Cleve Moler improved the quality and accessibility of mathematical software and created a highly respected software system called MATLAB. He was a professor of mathematics and computer science for almost 20 years at the University of Michigan, Stanford University, and the University of New Mexico. In the late 1970’s to early 1980’s he developed several mathematical software packages to support computational science and engineering. These packages eventually formed the basis of MATLAB, a programming environment for algorithm development, data analysis, visualization, and numerical computation. MATLAB can be used to solve technical computing problems faster than with traditional programming languages, such as C, C++, and Fortran. Today, Professor Moler spends his time writing books, articles, and MATLAB programs.

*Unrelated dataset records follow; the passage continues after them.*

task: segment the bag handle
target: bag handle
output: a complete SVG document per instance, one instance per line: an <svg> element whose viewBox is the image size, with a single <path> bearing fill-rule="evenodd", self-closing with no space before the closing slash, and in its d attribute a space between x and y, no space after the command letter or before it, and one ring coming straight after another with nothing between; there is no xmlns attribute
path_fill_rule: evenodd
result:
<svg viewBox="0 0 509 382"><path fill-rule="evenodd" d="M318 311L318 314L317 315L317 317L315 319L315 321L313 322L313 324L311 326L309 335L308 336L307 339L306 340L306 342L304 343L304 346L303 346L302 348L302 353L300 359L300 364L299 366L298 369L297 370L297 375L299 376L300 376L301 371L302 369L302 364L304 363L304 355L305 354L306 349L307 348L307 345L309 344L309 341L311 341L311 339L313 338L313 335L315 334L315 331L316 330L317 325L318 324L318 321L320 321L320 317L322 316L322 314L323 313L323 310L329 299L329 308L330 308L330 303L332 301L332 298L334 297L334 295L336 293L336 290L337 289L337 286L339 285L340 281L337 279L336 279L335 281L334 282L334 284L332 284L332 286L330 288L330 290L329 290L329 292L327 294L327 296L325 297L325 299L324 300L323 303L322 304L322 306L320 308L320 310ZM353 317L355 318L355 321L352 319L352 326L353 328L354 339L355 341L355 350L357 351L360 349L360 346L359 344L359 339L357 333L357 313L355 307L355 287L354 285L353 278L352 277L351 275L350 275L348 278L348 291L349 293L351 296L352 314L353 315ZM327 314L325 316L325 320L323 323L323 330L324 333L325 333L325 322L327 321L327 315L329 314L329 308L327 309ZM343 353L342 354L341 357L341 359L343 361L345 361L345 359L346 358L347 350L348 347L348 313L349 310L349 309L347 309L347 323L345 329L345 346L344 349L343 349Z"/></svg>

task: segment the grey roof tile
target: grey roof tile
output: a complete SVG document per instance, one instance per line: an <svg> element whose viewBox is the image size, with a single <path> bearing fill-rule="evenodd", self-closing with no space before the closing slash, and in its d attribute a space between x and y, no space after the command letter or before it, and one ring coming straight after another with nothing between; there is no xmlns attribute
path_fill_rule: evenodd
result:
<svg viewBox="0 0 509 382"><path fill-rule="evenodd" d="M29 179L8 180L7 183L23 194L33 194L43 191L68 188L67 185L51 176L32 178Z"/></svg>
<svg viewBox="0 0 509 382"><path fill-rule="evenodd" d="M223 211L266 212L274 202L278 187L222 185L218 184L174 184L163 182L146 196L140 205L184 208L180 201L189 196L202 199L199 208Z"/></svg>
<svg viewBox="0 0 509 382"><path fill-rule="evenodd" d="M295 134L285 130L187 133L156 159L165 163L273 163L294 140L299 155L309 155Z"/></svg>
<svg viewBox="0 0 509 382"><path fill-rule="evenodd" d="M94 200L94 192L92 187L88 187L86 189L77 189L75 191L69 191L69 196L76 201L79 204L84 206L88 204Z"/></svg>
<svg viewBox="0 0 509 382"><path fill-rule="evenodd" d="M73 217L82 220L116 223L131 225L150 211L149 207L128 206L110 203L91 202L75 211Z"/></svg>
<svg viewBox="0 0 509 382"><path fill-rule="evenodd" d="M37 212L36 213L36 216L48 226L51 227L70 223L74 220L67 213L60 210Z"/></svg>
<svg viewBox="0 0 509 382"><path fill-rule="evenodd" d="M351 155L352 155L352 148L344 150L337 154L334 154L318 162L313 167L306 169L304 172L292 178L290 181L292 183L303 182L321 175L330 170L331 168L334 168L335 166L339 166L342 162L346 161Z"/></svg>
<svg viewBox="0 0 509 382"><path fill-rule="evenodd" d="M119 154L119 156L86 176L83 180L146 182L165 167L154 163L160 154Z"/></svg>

Listen to what Professor Moler has to say about his life’s work: http://www.youtube.com/watch?v=IT5umwNSAxE

Router
Sandra Lerner

It is difficult to imagine a time when computers were not capable of sharing information and resources with great ease. Sandra Lerner pushed the boundaries of network computing as one of the co-founders of Cisco Systems, which introduced one of the first commercially viable routers. The router was born while Sandra was working at Stanford University in the 1980’s after earning her Master’s degree there in Computer Science. To avoid the tedious task of transferring information between computers using floppy disks, she and co-founder of Cisco, Leonard Bosack, created a local area network, or LAN, between their campus offices using a multiprotocol router that Bosack developed. Shortly thereafter the pair started Cisco Systems, and began selling the router which was a success, because it could work with so many different types of computers. After Leaving Cisco in 1990, Lerner started the trendy cosmetics company Urban Decay and became a philanthropist and avid activist for animal rights.